Sua incompletude só é percebida por aquele que se afasta um pouco de determinada cultura e a observa com certo distanciamento. O objetivo da hermenêutica diatópica, portanto, não é atingir a completude, mas ampliar a consciência da incompletude mútua por meio do diálogo, promovendo a pluralidade cultural (SANTOS, 1987).

Significa dizer que, na prática, cada indivíduo crê que está professando sua fé dentro da religião correta e que aquela é a melhor para ele, sendo que esse movimento de certeza de sua crença já contém uma intrínseca hierarquização (BRASIL, 2018, p. 3, apud FUZIGER, 2012). O trecho, em consonância com a teoria anteriormente abordada, foi citado no voto do ministro do Supremo Tribunal Federal (STF), Edson Fachin, durante a discussão do Recurso Ordinário em Habeas Corpus nº 146.303 do Rio de Janeiro, de 06 de março de 2018.

O Supremo Tribunal Federal passou a discutir os limites da liberdade religiosa ao decidir sobre a possibilidade de aplicação ou não das leis penais a um pastor da Igreja Pentecostal Geração Jesus Cristo acusado e condenado em primeiro grau pela prática do crime previsto no art. 20, §2º, da Lei nº 7.716/1989. O crime teria se consumado quando o réu proferiu duras críticas a certas religiões, afirmando que determinadas crenças seriam prostitutas espirituais.

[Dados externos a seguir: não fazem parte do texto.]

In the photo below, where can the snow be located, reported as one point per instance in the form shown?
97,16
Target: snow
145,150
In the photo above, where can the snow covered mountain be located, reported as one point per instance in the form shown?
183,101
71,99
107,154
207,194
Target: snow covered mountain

Em síntese, o discurso do réu era marcado por expressões que transpareciam a convicção de superioridade da sua fé em relação a religiões consideradas pagãs.

Durante o julgado, foi proposta a intenção de investigar quais seriam as circunstâncias nas quais o proselitismo religioso estaria ou não de acordo com os ditames constitucionais, analisando os limites das liberdades religiosa e de expressão para que não sejam configuradas como condutas discriminadoras e preconceituosas (BRASIL, 2018).

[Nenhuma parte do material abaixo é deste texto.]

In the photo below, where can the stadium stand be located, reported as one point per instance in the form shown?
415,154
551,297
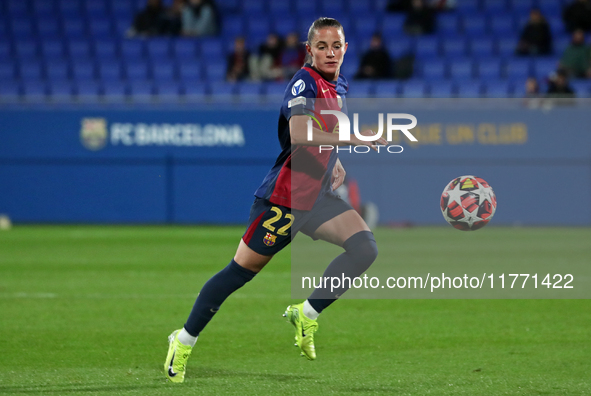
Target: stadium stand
59,50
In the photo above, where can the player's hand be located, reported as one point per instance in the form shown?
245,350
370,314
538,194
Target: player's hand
380,142
338,175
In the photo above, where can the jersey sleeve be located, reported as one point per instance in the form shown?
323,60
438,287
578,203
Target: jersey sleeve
300,95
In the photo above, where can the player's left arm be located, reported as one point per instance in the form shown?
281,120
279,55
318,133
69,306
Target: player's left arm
338,175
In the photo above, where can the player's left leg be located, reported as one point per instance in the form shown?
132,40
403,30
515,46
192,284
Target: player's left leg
348,230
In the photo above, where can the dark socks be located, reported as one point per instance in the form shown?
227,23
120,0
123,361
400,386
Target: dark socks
214,293
360,252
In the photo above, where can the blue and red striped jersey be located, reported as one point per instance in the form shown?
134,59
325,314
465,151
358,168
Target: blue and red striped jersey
302,174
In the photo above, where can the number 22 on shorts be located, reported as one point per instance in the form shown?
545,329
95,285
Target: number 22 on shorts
268,224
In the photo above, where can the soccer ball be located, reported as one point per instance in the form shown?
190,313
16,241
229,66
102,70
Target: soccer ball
468,203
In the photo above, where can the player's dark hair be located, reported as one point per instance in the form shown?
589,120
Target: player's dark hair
321,23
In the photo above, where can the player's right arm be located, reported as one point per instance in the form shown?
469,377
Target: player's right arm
298,131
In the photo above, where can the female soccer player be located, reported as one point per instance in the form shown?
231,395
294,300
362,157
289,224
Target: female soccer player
296,195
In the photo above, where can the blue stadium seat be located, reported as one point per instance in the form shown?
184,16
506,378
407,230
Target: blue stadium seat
254,7
52,49
413,89
61,90
475,25
392,26
517,68
280,9
498,89
427,47
256,26
232,26
442,89
506,46
136,71
449,23
48,28
454,47
494,6
132,49
7,71
544,66
88,91
141,91
215,71
34,90
212,49
285,25
164,70
489,68
22,28
385,89
168,91
482,47
222,91
83,70
73,28
503,24
305,8
400,47
359,7
461,69
114,91
30,71
195,91
9,91
365,25
99,27
470,89
434,71
79,49
190,71
56,69
185,49
105,49
110,70
158,48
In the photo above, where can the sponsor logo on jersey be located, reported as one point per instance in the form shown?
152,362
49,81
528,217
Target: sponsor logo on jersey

Enfatizou-se que não se deve concluir, automaticamente, por preconceito ou discriminação ao se deparar com discursos que apontem diferenças ou até mesmo certo tom de superioridade entre religiões. Isso significaria tolher as liberdades individuais daqueles que desejam professar sua fé. O que se defendeu no voto compreende a ideia combatida pela hermenêutica diatópica, segundo a qual cada religião se vê como a única verdadeira, uma característica intrínseca às crenças religiosas.

Sendo assim, Fachin opinou no sentido de que a ideia de superioridade não é, de forma isolada, uma conduta criminosa. Afinal, defendeu que, para configurar discriminação, não basta que um grupo se afirme superior a outro sem extrair qualquer consequência dessa opinião. Essa ideia só poderia ser reprovável, por exemplo, caso buscasse explorar, dissolver ou atingir o outro em razão de sua crença. Dessa forma, concluiu o ministro, o discurso que, para alcançar fiéis, utiliza-se de argumentos próprios da fé, não se qualifica intrinsecamente como discriminatório.

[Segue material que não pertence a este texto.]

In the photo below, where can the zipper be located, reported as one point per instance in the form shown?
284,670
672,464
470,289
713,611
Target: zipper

O voto do Relator foi, portanto, no sentido de não criminalizar a conduta do réu, que estaria amparado por sua liberdade religiosa. Dias Toffoli, apesar de ter votado em sentido oposto na resolução do caso, concordou com o Relator ao afirmar que o direito à liberdade de crença está vinculado ao direito à livre manifestação do pensamento, seja qual for o pensamento religioso. Para ele, configuraria verdadeira contradição tolher a exteriorização do pensamento de alguns para proteger a liberdade de crença de outros (BRASIL, 2018).

Toffoli reforçou que a liberdade de crença prevista no art. 5º, VI, da Constituição Federal não estaria limitada ao direito de possuir um pensamento religioso, pois a possibilidade de o destinatário da evangelização se autodeterminar de acordo com suas convicções também estaria protegida. O ministro defendeu, ainda, a necessidade de distinguir o discurso religioso que tem como base sua própria crença e as razões que levaram o indivíduo a crer em determinada vertente espiritual e o discurso sobre a crença alheia buscando inferiorizá-la. O primeiro, classifica Toffoli, é a conduta protegida pela liberdade de crença religiosa. A outra conduta, por sua vez, ultrapassaria os limites de proteção, pois estaria violando um direito alheio ao atacar uma outra crença.

Dessa maneira, defendeu a existência de limites nas atividades evangelizadoras devido à frágil correspondência entre a propagação de sua religião e o deliberado propósito de aniquilamento de outra, relacionando, inclusive, com os acontecimentos que marcaram a história.

Ainda na discussão sobre o caso, o ministro Gilmar Mendes, em seu voto, afirmou que a proteção às liberdades individuais não significa indiferença estatal. Argumentou que, em alguns casos, é necessário que haja comportamento positivo de entes públicos, com a finalidade de proteger certas crenças porventura ameaçadas ou em estado de vulnerabilidade (BRASIL, 2018).

Sendo assim, a conduta que tenha por objetivo incentivar o ódio público contra qualquer indivíduo, povo ou grupo social não está protegida pela cláusula constitucional que assegura a liberdade de expressão. O caso teve como desfecho a aplicação das leis penais ao réu, pois, apesar do entendimento esposado pela Corte da não limitação das condutas evangelizadoras, a maioria dos Ministros entendeu que a conduta da parte ultrapassou os limites da proteção dada às suas convicções religiosas.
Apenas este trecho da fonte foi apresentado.